Oslo 5-9 February 2003
In February 2003, 25 artists, writers and researchers came together in Oslo to focus and develop artistic strategies for networks and tactics of the media. The term global bunker points at the situation where ownership is no longer held by local capitalists but by networks of omnipresent speculants, where the revolution in transport have made the sites of production more or less independent from local resources and local markets, when the collective sites of work are disintegrated and replaced with individual, home based workstations through the use of global virtual reality networks, and when all sites are carefully defined in terms of their socio-economic use.

RAM 3

Reclaiming cultural territory in new media
Hosted by E-MEDIA CENTER
www.e-media.artun.ee
emedia@artun.ee

Tallinn 29 October - 2 November 2003
New media theory is built on a utopian vision of creating a new world and a new art with the help of technology.

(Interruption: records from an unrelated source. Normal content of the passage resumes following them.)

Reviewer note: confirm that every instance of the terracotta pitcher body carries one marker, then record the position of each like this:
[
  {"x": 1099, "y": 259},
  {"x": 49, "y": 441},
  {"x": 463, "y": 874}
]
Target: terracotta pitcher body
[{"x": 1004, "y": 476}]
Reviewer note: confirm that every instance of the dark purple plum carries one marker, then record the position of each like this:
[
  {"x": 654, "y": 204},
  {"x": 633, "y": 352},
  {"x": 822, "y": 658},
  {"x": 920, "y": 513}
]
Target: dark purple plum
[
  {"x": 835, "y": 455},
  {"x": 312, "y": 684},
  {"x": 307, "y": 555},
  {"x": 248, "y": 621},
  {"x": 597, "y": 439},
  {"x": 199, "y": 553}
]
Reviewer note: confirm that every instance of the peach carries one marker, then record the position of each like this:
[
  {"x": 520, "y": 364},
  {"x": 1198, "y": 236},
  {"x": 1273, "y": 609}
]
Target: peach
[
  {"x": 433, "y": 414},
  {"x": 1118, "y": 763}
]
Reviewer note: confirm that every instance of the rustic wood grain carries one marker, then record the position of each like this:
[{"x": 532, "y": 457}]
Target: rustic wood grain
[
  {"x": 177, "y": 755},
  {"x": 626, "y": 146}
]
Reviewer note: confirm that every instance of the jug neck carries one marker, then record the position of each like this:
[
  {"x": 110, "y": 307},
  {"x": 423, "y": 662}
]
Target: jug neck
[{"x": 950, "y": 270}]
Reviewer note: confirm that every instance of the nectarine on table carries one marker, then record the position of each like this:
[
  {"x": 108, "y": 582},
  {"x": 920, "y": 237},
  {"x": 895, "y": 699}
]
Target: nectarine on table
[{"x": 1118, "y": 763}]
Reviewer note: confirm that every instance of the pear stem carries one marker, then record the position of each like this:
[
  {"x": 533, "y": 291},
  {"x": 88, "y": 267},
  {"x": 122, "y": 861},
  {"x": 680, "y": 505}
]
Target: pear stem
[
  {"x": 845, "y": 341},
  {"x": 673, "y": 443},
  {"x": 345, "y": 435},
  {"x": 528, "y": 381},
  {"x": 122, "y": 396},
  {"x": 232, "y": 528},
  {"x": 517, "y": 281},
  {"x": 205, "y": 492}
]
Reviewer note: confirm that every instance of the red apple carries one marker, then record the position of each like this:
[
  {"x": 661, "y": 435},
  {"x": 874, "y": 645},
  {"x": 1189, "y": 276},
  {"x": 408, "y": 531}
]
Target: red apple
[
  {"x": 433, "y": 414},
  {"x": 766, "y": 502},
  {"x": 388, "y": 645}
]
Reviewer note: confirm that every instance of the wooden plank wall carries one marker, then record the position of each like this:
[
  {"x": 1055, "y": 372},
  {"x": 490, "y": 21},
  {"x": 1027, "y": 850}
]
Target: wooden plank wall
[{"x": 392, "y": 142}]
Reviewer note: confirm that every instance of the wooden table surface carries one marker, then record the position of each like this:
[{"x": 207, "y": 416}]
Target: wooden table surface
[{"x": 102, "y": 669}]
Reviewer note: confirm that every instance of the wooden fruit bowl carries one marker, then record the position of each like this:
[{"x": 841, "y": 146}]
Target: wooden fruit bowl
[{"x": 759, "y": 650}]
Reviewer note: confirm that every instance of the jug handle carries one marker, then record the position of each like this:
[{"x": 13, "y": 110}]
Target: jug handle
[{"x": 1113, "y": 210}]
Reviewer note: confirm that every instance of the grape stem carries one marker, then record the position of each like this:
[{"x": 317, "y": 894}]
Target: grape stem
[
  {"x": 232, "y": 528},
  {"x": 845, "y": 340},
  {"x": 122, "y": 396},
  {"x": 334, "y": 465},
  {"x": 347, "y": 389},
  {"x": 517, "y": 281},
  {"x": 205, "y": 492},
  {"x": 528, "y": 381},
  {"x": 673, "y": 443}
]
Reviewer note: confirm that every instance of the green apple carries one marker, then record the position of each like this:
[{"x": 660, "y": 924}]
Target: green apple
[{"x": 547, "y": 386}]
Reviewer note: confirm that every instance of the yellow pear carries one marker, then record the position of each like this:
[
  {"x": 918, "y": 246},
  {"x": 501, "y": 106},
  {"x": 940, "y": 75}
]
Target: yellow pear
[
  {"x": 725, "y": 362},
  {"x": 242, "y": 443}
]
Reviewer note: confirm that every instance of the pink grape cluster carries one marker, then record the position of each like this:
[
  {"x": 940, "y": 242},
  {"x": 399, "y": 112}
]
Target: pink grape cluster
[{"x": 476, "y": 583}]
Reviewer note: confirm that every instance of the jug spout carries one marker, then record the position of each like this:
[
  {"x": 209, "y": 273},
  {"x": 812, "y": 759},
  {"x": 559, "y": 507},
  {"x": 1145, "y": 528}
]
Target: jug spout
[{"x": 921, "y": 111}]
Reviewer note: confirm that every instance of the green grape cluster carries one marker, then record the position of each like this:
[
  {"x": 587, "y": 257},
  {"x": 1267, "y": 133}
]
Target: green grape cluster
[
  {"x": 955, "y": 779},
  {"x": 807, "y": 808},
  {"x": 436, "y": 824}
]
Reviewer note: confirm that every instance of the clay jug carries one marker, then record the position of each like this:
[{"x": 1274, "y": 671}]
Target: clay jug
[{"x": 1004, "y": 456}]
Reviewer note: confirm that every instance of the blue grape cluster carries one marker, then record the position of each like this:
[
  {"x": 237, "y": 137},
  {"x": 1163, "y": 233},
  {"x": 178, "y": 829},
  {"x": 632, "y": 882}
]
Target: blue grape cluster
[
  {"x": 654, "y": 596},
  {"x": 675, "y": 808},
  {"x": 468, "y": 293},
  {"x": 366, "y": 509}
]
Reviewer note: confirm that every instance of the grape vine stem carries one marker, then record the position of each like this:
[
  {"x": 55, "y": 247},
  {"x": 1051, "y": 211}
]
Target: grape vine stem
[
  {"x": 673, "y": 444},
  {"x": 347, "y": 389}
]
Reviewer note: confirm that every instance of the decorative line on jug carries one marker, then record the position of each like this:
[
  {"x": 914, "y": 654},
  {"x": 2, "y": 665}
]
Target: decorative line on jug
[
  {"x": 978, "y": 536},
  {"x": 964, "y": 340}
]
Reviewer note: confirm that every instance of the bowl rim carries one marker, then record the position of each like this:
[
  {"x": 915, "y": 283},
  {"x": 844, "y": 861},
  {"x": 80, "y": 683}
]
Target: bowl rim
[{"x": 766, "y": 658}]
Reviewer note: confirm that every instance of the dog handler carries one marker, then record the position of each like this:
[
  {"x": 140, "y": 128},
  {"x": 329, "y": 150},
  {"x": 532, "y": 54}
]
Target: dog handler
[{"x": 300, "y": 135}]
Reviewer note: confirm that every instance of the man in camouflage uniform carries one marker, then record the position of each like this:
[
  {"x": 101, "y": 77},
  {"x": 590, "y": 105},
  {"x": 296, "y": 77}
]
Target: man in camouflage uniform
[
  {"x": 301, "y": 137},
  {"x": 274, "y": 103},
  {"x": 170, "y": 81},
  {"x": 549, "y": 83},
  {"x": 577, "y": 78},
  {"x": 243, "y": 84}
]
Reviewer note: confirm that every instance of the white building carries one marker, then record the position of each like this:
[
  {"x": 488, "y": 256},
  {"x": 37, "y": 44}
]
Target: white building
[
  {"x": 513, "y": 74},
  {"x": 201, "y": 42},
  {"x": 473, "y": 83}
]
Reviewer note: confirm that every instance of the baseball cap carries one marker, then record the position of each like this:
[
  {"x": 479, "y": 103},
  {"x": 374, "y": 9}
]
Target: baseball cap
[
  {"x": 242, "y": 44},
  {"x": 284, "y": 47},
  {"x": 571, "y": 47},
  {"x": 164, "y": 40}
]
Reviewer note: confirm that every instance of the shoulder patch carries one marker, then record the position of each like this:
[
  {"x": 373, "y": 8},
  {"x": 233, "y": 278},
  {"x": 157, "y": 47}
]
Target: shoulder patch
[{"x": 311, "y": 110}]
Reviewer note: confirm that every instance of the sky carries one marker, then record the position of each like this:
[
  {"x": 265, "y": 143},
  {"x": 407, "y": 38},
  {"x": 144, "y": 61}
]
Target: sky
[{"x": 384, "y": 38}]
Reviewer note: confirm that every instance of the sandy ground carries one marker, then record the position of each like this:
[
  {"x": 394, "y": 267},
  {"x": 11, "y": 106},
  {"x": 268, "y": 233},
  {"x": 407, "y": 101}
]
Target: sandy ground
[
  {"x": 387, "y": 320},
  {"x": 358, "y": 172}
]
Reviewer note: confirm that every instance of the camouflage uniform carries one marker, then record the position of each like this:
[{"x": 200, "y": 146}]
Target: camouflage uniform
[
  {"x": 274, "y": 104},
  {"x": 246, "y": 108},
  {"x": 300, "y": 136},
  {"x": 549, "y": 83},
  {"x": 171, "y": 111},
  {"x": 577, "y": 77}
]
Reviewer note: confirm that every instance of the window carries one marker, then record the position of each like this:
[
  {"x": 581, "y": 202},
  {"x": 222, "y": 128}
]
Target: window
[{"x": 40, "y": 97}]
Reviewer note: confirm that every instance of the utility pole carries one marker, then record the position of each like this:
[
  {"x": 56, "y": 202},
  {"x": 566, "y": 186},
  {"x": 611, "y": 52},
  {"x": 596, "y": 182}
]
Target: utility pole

So what happens now when science fiction has become real? What promises were fulfilled and which ones were not? The aim of this workshop is to investigate future strategies and visions that can be used as tools for change in a future practice of media art, also looking into possible new and alternative approaches in media art education.

RAM 4

Survival Kit
Hosted by Olento
www.olento.fi
ram4@olento.fi

Helsinki 3-9 November 2003
Is survival in our media environment a question of fostering diversity of voices and opinions that are heard and distributed? Or perhaps a matter of lowering the barriers of entry by developing know-how, free software and low cost hardware? Do we need to become more skilled and self-sufficient in building our infrastructure, or perhaps the key to survival is to find alternatives to technology altogether?

RAM 5

Media Architecture: Managing interactive prosesses between physical and virtual enviroments
hosted by RIXC
www.rixc.lv
rixc@rixc.lv

Riga May 2004
The ART+COMMUNICATION festival in Riga organized by RIXC at the intersection of information networks and post-modern architectonics will form the basis for RAM 5 exploring locative media and the radically disorganizing potential (social, spatial & temporal) of ad-hoc wireless networking (for synchronization, interpersonal awareness & swarming), and use open-source mapping/positioning technologies to audioalize and visualize data in space.

RAM 6

SOCIAL INTERACTION
hosted by Vilma

Vilnius June 2004
The workshop will focus on cultural activities where artists involve local communities in art and social projects in order to implement alternative strategies of the new media context. The aim of the workshop is to investigate collective intelligence and how it involves computer literacy as a basic right in modern society.